3 thoughts on “One Week After the Women’s March: A White Mother’s Take on Next Steps for White Christians – Prof. Aana Marie Vigen, Loyola University – Chicago

  1. Karl Anliker

    Thank you for these strong words for the prophetic, justice seeking mission of Christ. I am very appreciative of this writing and all of the We Talk. We Listen posts. I am struck by the picture painted of the Chicago Women’s March. My experience at the march was one of white exclusionary feminism and did not find a sense of intersectionality of causes or the constellation of people of which you spoke. Was this my own cynical perception of what I saw? Was I blind to other peoples and causes present? Did I overlook the age diversity and other promising aspects? (Thank you for these self-probing questions)

    Thank you for these words and for the always thought provoking ideas. We had a lot of “unpacking” to do after the march and that process and the movement continues.


    1. Aana Marie Vigen

      Thanks, Karl – it was a big march — and so room for multiple experiences for sure. We do need to guard against overly simple claims to unity – but also guard against cynicism. We have so much work to do in these days — and our voices and actions really do matter.


  2. Jess Peacock

    Thank you for this piece, it was fantastic! I think one small passage is worth a closer look, however. You share that “54% of white women voted for Trump along with large majorities of white Christians (58% of white Protestants, 60% of white Catholics & 81 percent of white evangelicals voted for him)”.

    I’ve seen these very depressing numbers elsewhere, but I think they are rather misleading. These percentages represent, if I’m not mistaken, only the people who actually voted. Only 58% of the eligible population voted, and 90 million voters refused or were not able to vote. Why is this important? Two primary reasons.

    The first is that it becomes an “alternative fact” that 54% of white women (over half the country) voted for Trump. This is not to downplay the chunk of white women that DID vote for Trump, and your point is still very, very valid.
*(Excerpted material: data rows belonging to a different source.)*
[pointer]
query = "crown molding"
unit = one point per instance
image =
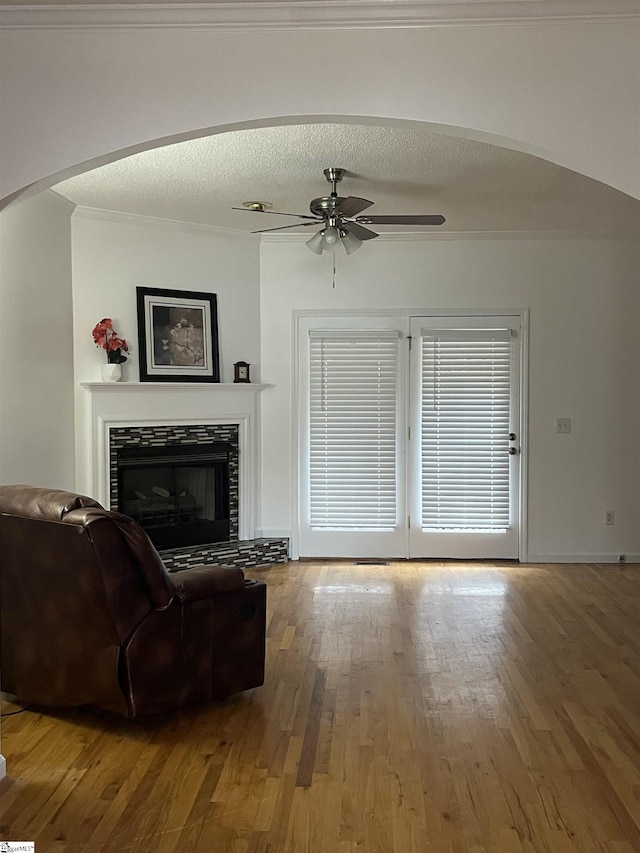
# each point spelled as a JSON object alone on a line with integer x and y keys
{"x": 82, "y": 212}
{"x": 313, "y": 14}
{"x": 427, "y": 236}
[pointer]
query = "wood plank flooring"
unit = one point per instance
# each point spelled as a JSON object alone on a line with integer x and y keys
{"x": 409, "y": 708}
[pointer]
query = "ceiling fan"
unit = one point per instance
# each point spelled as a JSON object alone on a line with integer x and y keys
{"x": 339, "y": 218}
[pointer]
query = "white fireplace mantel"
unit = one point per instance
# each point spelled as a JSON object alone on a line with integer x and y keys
{"x": 102, "y": 406}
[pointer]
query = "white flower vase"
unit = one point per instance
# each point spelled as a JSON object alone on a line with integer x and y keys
{"x": 111, "y": 372}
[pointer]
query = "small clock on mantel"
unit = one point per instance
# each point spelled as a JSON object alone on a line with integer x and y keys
{"x": 241, "y": 371}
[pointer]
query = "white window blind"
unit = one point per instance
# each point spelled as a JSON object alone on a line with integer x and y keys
{"x": 352, "y": 441}
{"x": 465, "y": 429}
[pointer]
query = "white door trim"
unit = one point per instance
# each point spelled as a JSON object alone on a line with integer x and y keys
{"x": 297, "y": 314}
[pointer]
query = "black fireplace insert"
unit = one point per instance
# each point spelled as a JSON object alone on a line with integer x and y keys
{"x": 178, "y": 493}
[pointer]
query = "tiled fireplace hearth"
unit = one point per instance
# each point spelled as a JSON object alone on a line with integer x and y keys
{"x": 114, "y": 418}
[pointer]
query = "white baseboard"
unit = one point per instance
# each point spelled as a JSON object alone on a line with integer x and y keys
{"x": 582, "y": 558}
{"x": 273, "y": 533}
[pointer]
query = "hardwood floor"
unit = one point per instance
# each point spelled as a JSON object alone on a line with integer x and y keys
{"x": 408, "y": 708}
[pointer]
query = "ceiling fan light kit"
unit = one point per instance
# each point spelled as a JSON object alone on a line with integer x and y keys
{"x": 339, "y": 217}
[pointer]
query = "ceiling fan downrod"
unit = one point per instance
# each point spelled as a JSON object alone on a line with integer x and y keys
{"x": 334, "y": 175}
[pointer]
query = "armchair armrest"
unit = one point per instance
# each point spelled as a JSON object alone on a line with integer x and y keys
{"x": 204, "y": 581}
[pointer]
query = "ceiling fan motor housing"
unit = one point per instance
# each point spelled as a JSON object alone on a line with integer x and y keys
{"x": 326, "y": 206}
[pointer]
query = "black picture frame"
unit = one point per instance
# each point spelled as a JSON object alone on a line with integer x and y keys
{"x": 177, "y": 335}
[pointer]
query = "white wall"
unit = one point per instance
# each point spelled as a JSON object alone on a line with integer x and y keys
{"x": 583, "y": 298}
{"x": 36, "y": 343}
{"x": 567, "y": 90}
{"x": 113, "y": 254}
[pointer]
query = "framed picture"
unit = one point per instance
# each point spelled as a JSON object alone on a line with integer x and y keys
{"x": 177, "y": 336}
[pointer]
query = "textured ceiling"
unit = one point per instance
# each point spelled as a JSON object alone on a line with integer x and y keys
{"x": 476, "y": 186}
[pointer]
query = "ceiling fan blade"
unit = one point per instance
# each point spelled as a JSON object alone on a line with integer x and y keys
{"x": 295, "y": 225}
{"x": 360, "y": 232}
{"x": 276, "y": 213}
{"x": 435, "y": 219}
{"x": 352, "y": 205}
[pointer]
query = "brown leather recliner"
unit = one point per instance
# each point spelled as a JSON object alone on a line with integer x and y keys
{"x": 89, "y": 614}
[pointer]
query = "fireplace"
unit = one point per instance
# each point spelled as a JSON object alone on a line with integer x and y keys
{"x": 181, "y": 483}
{"x": 178, "y": 493}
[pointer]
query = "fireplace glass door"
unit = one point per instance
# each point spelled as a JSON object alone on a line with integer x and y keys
{"x": 178, "y": 494}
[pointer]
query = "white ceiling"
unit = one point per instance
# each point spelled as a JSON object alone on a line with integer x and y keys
{"x": 476, "y": 186}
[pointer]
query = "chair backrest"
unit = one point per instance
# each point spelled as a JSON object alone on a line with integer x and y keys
{"x": 75, "y": 582}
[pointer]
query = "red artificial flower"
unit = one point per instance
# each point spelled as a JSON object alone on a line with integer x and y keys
{"x": 105, "y": 337}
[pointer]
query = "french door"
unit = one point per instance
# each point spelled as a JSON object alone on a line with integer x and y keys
{"x": 409, "y": 437}
{"x": 464, "y": 452}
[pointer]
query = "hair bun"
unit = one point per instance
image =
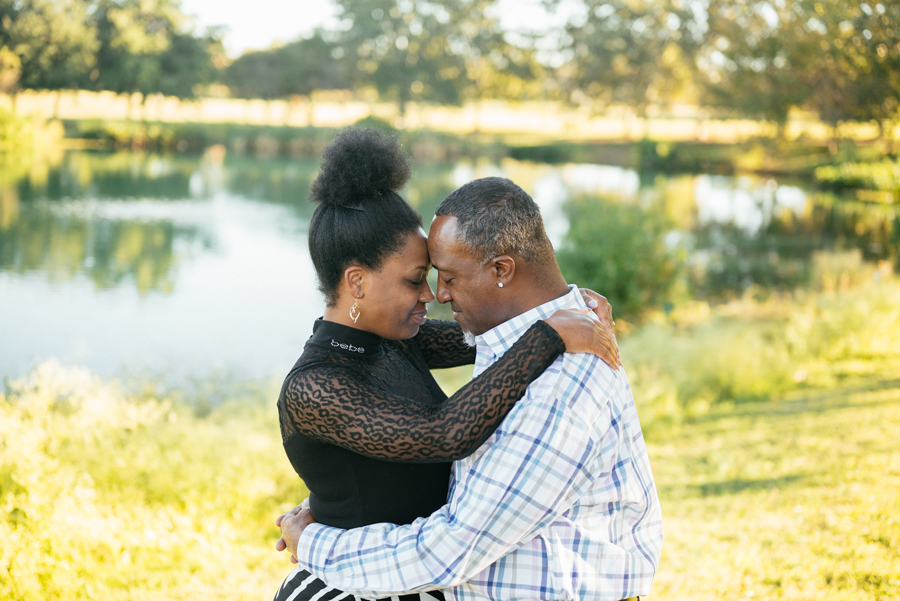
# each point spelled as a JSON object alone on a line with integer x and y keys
{"x": 359, "y": 164}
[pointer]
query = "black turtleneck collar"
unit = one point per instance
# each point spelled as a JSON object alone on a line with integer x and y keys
{"x": 344, "y": 339}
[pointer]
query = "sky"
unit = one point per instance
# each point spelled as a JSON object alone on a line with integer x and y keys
{"x": 260, "y": 23}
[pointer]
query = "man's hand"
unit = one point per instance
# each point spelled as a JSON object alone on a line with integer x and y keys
{"x": 292, "y": 525}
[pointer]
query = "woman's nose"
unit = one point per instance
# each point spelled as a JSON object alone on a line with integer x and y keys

But what we’re looking at is a little over half of the people who voted (which was only a little over half of the country) were white women, which is 25-28% of the country at the end of the day. Still baffling numbers to be sure, but not as overwhelming as has been painted.

    The second reason this is important is because we need to turn our attention to the 90 million voters who did not vote. Why did they fail to come out for this election? Not being able to get out of work? An uninspiring democratic candidate? A political process that seems completely separated from the needs of everyday Americans? It is these people who must be engaged and brought into the process, whether by making voting easier, or demanding that the people we nominate for office are truly representative of the people whose votes they’re asking for.

    The one good thing that I think could come from the election of Donald Trump is the motivation that ordinary citizens now might feel to organize, demonstrate, and commit to direct action. Trump has shattered the status quo in a very bad way, and this might very well be the wake-up call that the US has needed for far too long, leading to a true progressive movement and, maybe, electrifying those 90 million people who believed that their vote didn’t matter.